"You're spoiling me, Mark Anthony," he said one day. "There's nothing for me to do this evening."

"I know," Mark agreed contentedly. "I want to give you a rest for once."

"Rest?" the priest echoed. "You don't seriously expect a fat man like me to sit down in an armchair and rest, do you? Besides, you've got your own reading to do, and you didn't come to Chatsea as my punkah walla."

Mark insisted that he was getting along in his own way quite fast enough, and that he had plenty of time on his hands to keep Father Rowley's correspondence in some kind of order.

"All these other people have any amount to do," said Mark. "Cartwright has his boys every evening and Warrender has his men."

"And Mark Anthony has nothing but a fat, poverty-stricken, slothful mission priest," Father Rowley gurgled.

"Yes, and you're more trouble than all the rest put together. Look here, I've written to the Bishop's chaplain about that confirmation; I explained why we wanted to hold a special confirmation for these two boys we are emigrating, and he has written back to say that the Bishop has no objection to a special confirmation's being held by the Bishop of Matabeleland when he comes to stay here next week. At the same time, he says the Bishop doesn't want it to become a precedent."

"No. I can quite understand that," Father Rowley chuckled. "Bishops are haunted by the creation of precedents. A precedent in the life of a bishop is like an illegitimate child in the life of a respectable churchwarden. No, the only thing I fear is that if I devour all your spare time you won't get quite what you wanted to get by coming to live with us."

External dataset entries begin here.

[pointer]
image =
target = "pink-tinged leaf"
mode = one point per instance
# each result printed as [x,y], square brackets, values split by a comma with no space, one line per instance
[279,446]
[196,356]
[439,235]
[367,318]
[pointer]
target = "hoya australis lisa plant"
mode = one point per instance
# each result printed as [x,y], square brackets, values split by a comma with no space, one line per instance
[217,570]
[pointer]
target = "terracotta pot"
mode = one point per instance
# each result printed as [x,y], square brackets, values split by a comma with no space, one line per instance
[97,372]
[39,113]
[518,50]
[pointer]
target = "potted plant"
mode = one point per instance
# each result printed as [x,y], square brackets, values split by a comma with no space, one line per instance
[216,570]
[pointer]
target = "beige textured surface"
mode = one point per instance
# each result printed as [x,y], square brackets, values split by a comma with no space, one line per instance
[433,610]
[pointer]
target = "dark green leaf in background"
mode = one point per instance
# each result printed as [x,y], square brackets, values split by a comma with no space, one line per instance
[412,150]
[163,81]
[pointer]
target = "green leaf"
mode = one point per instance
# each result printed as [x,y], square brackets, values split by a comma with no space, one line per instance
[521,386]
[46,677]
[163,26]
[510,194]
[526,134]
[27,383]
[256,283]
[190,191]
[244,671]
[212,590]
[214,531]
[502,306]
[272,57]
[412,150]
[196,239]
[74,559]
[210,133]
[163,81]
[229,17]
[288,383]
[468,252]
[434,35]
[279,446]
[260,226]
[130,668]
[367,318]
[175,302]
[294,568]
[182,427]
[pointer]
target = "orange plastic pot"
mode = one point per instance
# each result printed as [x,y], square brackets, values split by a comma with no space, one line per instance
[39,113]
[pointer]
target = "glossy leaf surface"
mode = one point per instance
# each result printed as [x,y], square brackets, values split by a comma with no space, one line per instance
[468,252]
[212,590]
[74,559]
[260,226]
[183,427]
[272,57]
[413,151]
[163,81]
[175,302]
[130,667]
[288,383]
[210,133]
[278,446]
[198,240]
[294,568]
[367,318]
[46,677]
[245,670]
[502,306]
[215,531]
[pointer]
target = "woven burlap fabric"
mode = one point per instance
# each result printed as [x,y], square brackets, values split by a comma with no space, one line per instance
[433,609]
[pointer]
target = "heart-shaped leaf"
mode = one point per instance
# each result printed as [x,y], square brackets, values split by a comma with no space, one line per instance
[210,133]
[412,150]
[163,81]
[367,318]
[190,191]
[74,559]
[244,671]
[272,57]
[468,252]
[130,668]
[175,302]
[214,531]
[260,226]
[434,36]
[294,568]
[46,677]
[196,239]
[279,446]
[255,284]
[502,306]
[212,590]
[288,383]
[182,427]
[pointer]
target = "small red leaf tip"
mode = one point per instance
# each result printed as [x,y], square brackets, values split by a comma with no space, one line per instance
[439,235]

He laid a fat hand on Mark's shoulder.

"Please don't bother about me," said Mark. "I get all I want and more than I expected if I can be of the least use to you. I know I'm rather disappointing you by not behaving like half the people who come down here and want to get up a concert on Monday, a dance on Tuesday, a conjuring entertainment on Wednesday, a street procession on Thursday, a day of intercession on Friday, and an amateur dramatic entertainment on Saturday, not to mention acting as ceremonarius on Sunday. I know you'd like me to propose all sorts of energetic diversions, so that you could have the pleasure of assuring me that I was only proposing them to gratify my own vanity, which of course would be perfectly true. Luckily I'm of a retiring disposition, and I don't want to do anything to help the ten thousand benighted parishioners of Saint Agnes', except indirectly by striving to help in my own feeble way the man who really is helping them. Now don't throw that inkpot at me, because the room's quite dirty enough already, and as I've made you sit still for five minutes I've achieved something this evening that mighty few people have achieved in Keppel Street. I believe the only time you really rest is in the confessional box."